Acordam na Secção Social do Tribunal da Relação de Guimarães

APELANTE: A. P.
APELADA: Y – COMPANHIA DE SEGUROS, S.A.
Tribunal da Comarca de Braga, Juízo do Trabalho de Braga – Juiz 2

I – RELATÓRIO

Na fase contenciosa dos presentes autos de processo especial emergente de acidente de trabalho, em que é Autor A. P. e Ré Y – COMPANHIA DE SEGUROS, S.A., veio o sinistrado aquando da apresentação da petição inicial e em sede de indicação de prova, requer a prestação de declarações à matéria dos artigos 1.º a 10.º e 23.º a 27.º da petição, esclarecendo que se trata de factos não apenas presenciados, mas sobretudo por si vividos, estando por isso em condições de esclarecer o Tribunal.

Os autos prosseguiram a sua tramitação normal e na sequência da notificação do despacho saneador e em conformidade com o previsto no artigo 133.º do CPT, veio o Autor, em 17/09/2018, apresentar requerimento dando por integralmente reproduzido o teor do requerimento probatório apresentado com a sua petição inicial, requerendo apenas que todas as testemunhas indicadas fossem notificadas.

Em 20/09/2018, na sequência dos requerimentos probatórios apresentados pelas partes, o Mmo.
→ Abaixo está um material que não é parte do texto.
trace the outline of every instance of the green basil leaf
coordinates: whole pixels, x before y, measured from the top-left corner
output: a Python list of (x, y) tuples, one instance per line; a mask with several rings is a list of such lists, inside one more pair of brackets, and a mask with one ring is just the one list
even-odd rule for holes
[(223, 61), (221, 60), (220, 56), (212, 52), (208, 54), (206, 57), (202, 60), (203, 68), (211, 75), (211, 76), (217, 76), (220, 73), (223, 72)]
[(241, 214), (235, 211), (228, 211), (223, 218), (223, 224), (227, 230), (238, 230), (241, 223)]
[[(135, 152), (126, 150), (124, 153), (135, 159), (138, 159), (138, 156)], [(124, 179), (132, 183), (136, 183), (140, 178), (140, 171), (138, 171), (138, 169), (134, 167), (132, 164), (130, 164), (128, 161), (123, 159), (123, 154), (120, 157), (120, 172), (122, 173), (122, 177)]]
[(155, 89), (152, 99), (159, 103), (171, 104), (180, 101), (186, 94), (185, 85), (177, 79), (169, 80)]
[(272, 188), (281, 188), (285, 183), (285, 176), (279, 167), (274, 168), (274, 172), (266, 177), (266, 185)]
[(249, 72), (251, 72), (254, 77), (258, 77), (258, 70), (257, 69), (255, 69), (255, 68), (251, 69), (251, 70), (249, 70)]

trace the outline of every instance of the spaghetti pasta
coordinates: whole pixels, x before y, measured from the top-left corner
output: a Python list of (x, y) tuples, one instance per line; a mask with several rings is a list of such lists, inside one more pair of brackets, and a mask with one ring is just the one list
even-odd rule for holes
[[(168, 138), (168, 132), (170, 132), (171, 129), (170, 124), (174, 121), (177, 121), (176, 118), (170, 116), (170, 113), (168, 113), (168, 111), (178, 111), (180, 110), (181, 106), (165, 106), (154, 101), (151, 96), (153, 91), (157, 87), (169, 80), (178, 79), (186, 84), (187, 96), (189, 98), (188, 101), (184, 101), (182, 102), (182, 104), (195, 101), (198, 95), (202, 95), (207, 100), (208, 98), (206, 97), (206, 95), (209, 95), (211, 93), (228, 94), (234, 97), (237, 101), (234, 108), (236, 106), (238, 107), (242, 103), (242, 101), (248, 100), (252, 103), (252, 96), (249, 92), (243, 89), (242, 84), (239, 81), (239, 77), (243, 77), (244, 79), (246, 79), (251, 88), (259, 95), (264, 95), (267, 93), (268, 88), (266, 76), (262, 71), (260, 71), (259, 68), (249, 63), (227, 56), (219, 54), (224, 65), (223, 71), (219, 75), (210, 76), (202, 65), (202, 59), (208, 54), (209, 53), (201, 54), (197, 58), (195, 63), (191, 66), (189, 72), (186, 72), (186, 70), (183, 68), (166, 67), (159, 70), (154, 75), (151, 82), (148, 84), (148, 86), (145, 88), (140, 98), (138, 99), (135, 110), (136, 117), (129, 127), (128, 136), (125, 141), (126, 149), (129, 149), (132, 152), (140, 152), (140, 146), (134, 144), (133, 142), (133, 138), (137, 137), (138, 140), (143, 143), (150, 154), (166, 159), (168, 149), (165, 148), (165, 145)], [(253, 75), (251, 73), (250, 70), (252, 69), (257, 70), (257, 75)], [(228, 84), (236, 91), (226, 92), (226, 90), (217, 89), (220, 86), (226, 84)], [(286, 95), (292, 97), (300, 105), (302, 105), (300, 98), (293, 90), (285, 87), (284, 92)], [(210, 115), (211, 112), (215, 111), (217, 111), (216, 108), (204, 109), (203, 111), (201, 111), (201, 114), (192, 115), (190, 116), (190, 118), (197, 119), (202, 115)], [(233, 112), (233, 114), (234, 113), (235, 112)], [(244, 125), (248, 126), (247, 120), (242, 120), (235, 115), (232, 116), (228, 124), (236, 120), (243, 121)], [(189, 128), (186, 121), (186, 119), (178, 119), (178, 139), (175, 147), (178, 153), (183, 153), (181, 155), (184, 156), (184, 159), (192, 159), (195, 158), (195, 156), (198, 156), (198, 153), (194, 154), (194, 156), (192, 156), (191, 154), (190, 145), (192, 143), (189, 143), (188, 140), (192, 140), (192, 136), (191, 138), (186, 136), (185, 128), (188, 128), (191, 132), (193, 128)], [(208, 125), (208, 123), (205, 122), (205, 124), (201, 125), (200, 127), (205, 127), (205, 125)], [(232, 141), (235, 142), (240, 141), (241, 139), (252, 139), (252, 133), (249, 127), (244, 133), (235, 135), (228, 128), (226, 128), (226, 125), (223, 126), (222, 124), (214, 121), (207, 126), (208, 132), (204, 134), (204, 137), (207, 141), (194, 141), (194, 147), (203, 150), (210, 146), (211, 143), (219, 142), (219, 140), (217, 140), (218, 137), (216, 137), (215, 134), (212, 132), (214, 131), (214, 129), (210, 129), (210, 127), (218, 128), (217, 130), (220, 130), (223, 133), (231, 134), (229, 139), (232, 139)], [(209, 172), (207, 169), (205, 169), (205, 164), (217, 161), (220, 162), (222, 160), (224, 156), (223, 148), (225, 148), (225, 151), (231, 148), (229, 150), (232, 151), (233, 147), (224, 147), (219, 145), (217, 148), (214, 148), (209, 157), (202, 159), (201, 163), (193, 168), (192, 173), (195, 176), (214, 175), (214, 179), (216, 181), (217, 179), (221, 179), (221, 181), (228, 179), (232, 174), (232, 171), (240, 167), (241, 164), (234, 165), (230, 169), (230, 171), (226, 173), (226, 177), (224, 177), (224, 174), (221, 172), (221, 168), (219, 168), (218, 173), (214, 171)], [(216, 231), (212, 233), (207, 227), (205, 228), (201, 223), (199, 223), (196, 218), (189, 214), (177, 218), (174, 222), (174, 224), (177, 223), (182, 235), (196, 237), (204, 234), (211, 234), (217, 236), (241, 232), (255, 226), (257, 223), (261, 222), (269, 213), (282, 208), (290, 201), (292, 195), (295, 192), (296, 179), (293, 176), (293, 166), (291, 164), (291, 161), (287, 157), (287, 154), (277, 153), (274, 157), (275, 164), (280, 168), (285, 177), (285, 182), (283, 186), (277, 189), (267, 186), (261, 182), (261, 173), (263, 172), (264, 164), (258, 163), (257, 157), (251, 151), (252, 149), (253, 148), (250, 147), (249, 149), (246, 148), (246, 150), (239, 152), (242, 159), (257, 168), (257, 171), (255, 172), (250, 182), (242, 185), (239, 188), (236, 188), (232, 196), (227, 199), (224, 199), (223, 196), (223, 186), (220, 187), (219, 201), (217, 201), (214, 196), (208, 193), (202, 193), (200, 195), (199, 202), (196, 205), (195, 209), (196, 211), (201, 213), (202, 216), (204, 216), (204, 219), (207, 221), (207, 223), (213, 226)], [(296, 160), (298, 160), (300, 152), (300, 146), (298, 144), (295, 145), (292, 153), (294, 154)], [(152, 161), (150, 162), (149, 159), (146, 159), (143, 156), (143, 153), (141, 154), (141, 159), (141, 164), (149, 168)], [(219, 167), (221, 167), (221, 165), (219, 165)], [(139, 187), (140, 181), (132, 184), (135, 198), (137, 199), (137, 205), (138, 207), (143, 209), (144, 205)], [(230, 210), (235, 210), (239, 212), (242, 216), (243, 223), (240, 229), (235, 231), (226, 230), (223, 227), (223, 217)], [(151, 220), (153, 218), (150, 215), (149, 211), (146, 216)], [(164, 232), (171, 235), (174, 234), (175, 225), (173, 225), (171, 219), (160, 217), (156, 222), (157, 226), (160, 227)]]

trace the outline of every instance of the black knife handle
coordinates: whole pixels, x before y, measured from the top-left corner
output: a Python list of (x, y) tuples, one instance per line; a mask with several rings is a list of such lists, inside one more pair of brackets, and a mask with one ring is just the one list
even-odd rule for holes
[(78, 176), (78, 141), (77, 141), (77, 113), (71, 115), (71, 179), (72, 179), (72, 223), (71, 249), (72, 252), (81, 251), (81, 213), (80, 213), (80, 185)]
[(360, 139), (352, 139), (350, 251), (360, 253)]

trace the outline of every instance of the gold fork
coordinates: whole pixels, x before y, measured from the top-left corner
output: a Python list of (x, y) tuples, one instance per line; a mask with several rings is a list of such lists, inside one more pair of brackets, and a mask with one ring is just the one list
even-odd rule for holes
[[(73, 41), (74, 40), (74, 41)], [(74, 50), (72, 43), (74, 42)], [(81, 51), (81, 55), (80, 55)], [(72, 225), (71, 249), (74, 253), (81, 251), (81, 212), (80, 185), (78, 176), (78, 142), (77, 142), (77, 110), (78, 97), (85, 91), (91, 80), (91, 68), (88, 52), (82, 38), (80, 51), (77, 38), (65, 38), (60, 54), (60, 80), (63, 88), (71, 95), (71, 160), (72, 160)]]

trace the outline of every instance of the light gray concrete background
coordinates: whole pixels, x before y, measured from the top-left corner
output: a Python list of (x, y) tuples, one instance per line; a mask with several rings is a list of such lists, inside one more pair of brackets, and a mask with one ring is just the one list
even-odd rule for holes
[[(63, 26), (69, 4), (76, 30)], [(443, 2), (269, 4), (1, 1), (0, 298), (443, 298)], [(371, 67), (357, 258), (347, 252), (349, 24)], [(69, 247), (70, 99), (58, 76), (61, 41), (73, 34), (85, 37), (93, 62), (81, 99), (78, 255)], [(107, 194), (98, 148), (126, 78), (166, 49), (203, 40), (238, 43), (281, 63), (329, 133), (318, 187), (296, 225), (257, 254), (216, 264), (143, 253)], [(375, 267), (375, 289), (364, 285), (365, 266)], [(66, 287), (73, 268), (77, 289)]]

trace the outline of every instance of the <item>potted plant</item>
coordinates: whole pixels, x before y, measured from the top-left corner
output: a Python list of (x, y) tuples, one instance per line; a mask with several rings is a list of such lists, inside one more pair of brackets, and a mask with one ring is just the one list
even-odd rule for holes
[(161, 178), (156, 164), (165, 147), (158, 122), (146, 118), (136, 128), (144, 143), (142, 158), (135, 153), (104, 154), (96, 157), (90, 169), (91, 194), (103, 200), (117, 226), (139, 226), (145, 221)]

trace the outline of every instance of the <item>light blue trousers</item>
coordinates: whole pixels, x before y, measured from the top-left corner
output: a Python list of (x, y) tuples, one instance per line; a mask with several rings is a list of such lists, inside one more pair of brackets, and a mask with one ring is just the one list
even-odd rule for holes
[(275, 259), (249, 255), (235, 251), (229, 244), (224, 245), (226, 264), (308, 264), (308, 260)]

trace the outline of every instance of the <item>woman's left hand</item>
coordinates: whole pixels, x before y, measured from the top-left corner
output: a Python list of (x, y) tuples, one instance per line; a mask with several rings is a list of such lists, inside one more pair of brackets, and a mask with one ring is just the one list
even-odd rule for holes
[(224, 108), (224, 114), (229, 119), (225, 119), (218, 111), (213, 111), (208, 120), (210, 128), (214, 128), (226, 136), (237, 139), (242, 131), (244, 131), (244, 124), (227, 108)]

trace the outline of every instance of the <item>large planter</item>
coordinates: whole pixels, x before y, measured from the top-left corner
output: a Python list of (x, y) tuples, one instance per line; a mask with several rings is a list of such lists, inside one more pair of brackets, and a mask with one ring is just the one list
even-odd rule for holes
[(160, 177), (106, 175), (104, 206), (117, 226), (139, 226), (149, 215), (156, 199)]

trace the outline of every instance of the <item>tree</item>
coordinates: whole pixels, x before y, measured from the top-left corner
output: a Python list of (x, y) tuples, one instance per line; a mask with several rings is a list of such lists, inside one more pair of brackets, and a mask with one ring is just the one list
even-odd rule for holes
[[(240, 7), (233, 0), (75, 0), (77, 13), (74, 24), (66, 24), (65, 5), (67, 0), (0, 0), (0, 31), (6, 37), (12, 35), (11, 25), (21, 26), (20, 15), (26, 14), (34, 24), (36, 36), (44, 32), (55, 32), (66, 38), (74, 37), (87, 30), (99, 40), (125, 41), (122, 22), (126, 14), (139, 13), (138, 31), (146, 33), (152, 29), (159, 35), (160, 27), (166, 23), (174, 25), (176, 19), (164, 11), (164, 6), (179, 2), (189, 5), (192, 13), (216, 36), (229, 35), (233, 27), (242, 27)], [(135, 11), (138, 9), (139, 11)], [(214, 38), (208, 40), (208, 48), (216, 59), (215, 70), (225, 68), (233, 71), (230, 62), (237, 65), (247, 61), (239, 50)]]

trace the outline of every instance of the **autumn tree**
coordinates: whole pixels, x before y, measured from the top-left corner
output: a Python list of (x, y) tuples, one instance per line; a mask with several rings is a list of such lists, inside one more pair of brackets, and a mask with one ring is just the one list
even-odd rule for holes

Juiz a quo proferiu o seguinte despacho:

“Fls.91,104 a 105:
Por serem legais e tempestivos, admito os róis de testemunhas.

*
Fls.91:
Uma vez que o Autor não indicou o objecto das suas declarações, remetendo para o elenco dos factos controvertidos, vai indeferido o seu pedido de declarações de parte.
Notifique.
(…)”

Inconformado com tal despacho interlocutório na parte em que não lhe admitiu a prestação de declarações veio o sinistrado interpor recurso de apelação, no qual formula as seguintes conclusões que passamos a transcrever:

A. O Recorrente na sua Petição Inicial indicou como meio de prova o pedido de declarações de parte, remetendo tais declarações às matérias dos artigos 1.º a 10.º e 23.º a 27.º da petição.
B. Todavia, o juiz do Tribunal a quo indeferiu o seu pedido de declarações de parte, uma vez que o autor não indicou o objeto das suas declarações, remetendo para o elenco dos factos controvertidos.
C. Não obstante, parece-nos defensável - e foi nesse sentido que foram solicitadas as declarações de parte em tais termos remetendo para os artigos da Petição Inicial -, que a necessidade de discriminação dos factos no depoimento de parte deriva da funcionalização de tal meio de prova à confissão, o que não ocorre nas declarações de parte, daqui concluímos que não faz sentido esta exigência em sede de declarações de parte. Nesse sentido, cfr. CATARINA GOMES PEDRA, A Prova por Declaração das Partes no Novo Código de Processo Civil. Em Busca da Verdade Material no Processo, Escola de Direito, Universidade do Minho, 2014, pp. 136-137.
D. Por sua vez, e apesar da conjugação dos artigos 466.º, n.º 2 e 452.º, n.º 2 do CPC darem azo a tal interpretação literal parece-nos que o indeferimento, sem mais, de tal meio de prova põe em causa o princípio da gestão processual, onde se deve dar prevalência a decisões de mérito em detrimento das decisões de forma (entre outros, artigos 6.º e 146.º do CPC, artigo 27.º do CPT).
E. É verdade que consubstanciando as declarações de parte num interrogatório dirigido pelo juiz – e não pretendendo ser este um momento em que é simplesmente concedida a palavra às partes, para alegarem à sua vontade – urge que haja um fio condutor na inquirição, que se traduz na indicação desses factos que a parte pretende ver provados.
F. Aliás, tendo este meio de prova lugar somente mediante requerimento da própria parte, de outra forma não se conceberia, sob pena de, desconhecendo o tribunal a intenção probatória da parte, não só não poder avaliar a necessidade de tal meio de prova, como não poder, de todo, proceder à referida inquirição. Cfr. MARIANA FIDALGO, A Prova por Declarações de Parte, FDUL, 2015, p. 72.
G. Contudo, a omissão da indicação dos factos sobre os quais recairão as declarações de parte não constitui fundamento de indeferimento do requerimento, dando – isso sim – azo a um despacho de aperfeiçoamento. Cfr. Entre outros, Acórdãos do Tribunal da Relação de Guimarães de 03/04/2014, Helena Melo, 3310/13, de 07/01/2016, Jorge Seabra, 57/14, ambos disponíveis em www.colectaneadejurisprudencia.com, do Tribunal da Relação do Porto de 18/12/2013, Rodrigues Pires, 114/09, do Tribunal da Relação de Coimbra de 17/01/2017, Carlos Moreira, 143/13, disponíveis em www.dgsi.pt.”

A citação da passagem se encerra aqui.